• Fardous Hosseiny

Remembrance Day 2022 – We do remember them

Remembrance Day truly is a day of memorial — a way we as Canadians join the citizens of other Commonwealth countries to recognize those who have served our nation, those who fought and those died. In Canada alone, we have lost more than 100,000 brave soldiers across conflicts throughout our country’s history. These span from the Boer War, to the First World War to service in Afghanistan, and also include those recently lost in training.


Fardous Hosseiny, President and Chief Executive Officer, Atlas Institute for Veterans and Families

Many of those who did return home to Canada returned fundamentally changed, often bearing both physical and emotional wounds because of the courage of their service. We cannot ignore the reality of those we have lost long after their time in the zone of conflict where these injuries originated.


We are a young country, but we’ve contributed to global freedom in a significant way.

I think of a story I heard last year when we, at the Atlas Institute for Veterans and Families, were going through a process of deep engagement with Veterans and Families to develop our five-year strategic plan. A Veteran with more than 40 years of service, retiring as a Chief Warrant Officer, spoke about a memory he had of leading his troops during Op Harmony in 1993 in the region of the Medak Pocket. In some of the most difficult fighting in the former Yugoslavia, where Canadians were part of the engagement, prior to setting off to provide support to those engaged, he met with his section and asked them whether they had any trepidations about going into this operation. He asked if they were scared, prepared to provide words of encouragement. Instead, one soldier replied, “I’m not scared of dying. I am more scared that if anything were to happen, our sacrifice won’t be remembered or understood. I’m scared for my family back home should I die. Will they be looked after? But no, I’m not scared of dying.”
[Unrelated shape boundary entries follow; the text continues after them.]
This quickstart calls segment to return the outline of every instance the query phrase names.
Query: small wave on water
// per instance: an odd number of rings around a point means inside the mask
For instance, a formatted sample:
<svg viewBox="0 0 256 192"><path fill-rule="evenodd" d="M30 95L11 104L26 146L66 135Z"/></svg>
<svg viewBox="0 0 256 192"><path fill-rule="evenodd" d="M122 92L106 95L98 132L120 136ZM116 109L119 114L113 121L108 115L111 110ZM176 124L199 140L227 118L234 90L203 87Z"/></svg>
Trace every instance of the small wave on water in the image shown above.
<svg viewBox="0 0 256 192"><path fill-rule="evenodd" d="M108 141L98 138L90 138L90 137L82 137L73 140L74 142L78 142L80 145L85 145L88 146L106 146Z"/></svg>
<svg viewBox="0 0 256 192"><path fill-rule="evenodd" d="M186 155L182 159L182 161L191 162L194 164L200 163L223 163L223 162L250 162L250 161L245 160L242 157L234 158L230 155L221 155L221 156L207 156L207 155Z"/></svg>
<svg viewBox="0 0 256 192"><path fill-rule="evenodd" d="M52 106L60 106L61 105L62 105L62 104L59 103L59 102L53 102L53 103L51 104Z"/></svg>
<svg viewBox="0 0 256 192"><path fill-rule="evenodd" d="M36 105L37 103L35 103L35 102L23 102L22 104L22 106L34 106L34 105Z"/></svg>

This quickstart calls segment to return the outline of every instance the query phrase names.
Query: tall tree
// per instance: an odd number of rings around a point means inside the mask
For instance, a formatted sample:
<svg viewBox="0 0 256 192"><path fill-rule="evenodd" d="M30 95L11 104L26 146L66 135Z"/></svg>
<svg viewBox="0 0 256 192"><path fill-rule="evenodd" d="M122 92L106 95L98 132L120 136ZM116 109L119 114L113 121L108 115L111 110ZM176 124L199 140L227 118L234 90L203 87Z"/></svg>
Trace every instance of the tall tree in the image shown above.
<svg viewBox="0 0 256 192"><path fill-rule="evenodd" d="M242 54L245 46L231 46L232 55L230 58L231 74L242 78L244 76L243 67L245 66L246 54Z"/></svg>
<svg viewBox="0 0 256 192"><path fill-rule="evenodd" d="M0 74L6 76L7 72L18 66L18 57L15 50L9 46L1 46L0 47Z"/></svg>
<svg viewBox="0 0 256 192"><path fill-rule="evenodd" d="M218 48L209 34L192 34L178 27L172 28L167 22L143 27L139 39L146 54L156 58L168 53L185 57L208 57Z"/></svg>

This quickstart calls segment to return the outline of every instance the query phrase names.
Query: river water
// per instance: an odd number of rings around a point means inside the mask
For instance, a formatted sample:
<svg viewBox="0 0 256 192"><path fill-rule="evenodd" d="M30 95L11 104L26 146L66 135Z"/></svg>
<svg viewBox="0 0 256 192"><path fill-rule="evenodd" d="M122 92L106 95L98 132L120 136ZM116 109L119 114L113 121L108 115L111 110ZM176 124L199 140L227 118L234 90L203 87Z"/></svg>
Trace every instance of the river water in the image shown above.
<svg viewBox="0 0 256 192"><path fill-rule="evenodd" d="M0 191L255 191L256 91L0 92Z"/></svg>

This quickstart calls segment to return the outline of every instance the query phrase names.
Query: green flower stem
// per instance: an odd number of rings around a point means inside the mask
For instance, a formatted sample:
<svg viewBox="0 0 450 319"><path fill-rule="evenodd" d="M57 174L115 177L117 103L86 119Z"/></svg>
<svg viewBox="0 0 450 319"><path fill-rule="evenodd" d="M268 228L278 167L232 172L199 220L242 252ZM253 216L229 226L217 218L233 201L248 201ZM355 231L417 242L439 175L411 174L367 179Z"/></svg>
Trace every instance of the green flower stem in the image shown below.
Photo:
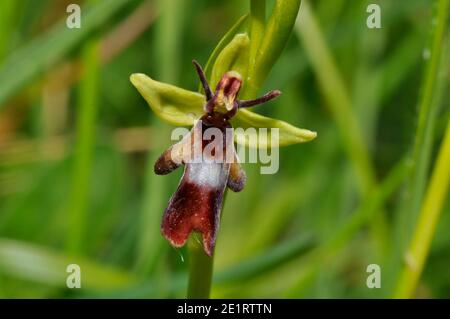
<svg viewBox="0 0 450 319"><path fill-rule="evenodd" d="M397 283L394 298L410 298L416 289L442 207L448 196L450 182L450 166L448 163L450 163L450 120L422 204L419 220L406 254L407 263Z"/></svg>
<svg viewBox="0 0 450 319"><path fill-rule="evenodd" d="M250 72L256 63L256 55L264 37L264 29L266 24L266 1L250 0Z"/></svg>
<svg viewBox="0 0 450 319"><path fill-rule="evenodd" d="M99 45L96 39L82 50L84 76L78 94L75 163L69 200L67 248L79 254L83 249L86 227L90 178L92 173L95 122L98 111Z"/></svg>
<svg viewBox="0 0 450 319"><path fill-rule="evenodd" d="M201 237L195 233L189 238L188 251L189 283L187 297L189 299L209 298L214 256L209 257L205 254Z"/></svg>
<svg viewBox="0 0 450 319"><path fill-rule="evenodd" d="M252 2L252 24L253 33L256 38L250 39L251 47L258 47L255 55L255 63L247 75L247 83L241 92L243 98L254 98L263 85L270 70L279 58L291 35L297 19L301 0L277 0L273 12L267 21L264 35L260 38L262 5ZM254 28L257 28L256 30ZM260 44L258 41L260 40Z"/></svg>
<svg viewBox="0 0 450 319"><path fill-rule="evenodd" d="M169 83L176 83L179 79L179 61L181 60L180 52L182 52L180 39L183 36L184 12L188 6L187 1L158 0L156 2L157 10L161 13L155 25L154 54L155 60L158 61L156 73L159 78ZM168 34L170 34L169 37ZM168 190L168 181L162 176L155 175L153 165L167 148L166 141L158 136L169 136L170 132L168 126L154 116L151 119L151 127L152 151L146 163L135 263L137 272L144 278L154 272L162 260L161 256L167 252L167 243L161 233L158 230L149 231L149 225L157 225L161 222L161 212L167 204L165 193Z"/></svg>
<svg viewBox="0 0 450 319"><path fill-rule="evenodd" d="M400 206L398 214L398 233L400 234L400 254L406 248L411 238L414 222L419 214L420 205L426 188L430 158L432 154L433 132L438 116L439 103L442 94L438 88L438 74L440 70L448 67L444 63L442 51L447 30L449 0L436 0L431 19L431 32L428 40L429 59L426 62L424 78L419 100L419 120L411 156L411 176L406 184L406 196Z"/></svg>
I didn’t think to ask if this young soldier did indeed survive. There were Canadians lost in the heavy fighting. But this story stays with me because it speaks volumes about many things that are part of the experience of service that those of us who haven’t borne arms cannot comprehend. We simply cannot fully understand what we have not experienced. It speaks to me of the extraordinary courage of those who selflessly stepped up and joined our military — be that land, sea, air, full-time or reservist. It speaks to the values they hold, and the willingness to bear arms to defend those values. The kind of person who would risk the loss of their own life in pursuit of preserving a dream of freedom that others might enjoy. And, finally it speaks to me of the role of the family when those they love pay the ultimate price for our freedom. How do we honour their sacrifice?


There are thousands of quiet acts of courage that never were recorded in the annals of history, but they are stored in the memories of those who led them, who walked beside them and who have shared the experience of service. On Remembrance Day, at the 11th hour of the 11th day of the 11th month, these are the individuals we honour.


The poppy is an enduring symbol of remembrance and we wear it specifically to remember those who gave their lives in battle. These are the flowers that grew on the battlefields of Europe after the end of the First World War, which is when Remembrance Day originated. We lay wreaths at cenotaphs as other ways to honour the fallen — to take the time to remember them and what their sacrifice has truly meant, both to us personally and to the freedoms we enjoy as Canadians.


It is that freedom which should call us to mindfully remember those who serve. Beyond simply a day or week set aside each year, we should continue to honour their sacrifices by also remembering the service of their friends and comrades, the more than 600,000 Veterans living today in Canada and the loved ones who have made their own sacrifices at home. In so doing, we are honouring the quiet contemplations of the brave facing the uncertain on the battlefield.


If I were able to speak to that young soldier today, it is my hope that he would see in the work of the Atlas Institute that we have not forgotten him, his sacrifice and that of his comrades, and we have not forgotten their families. Indeed, we do remember.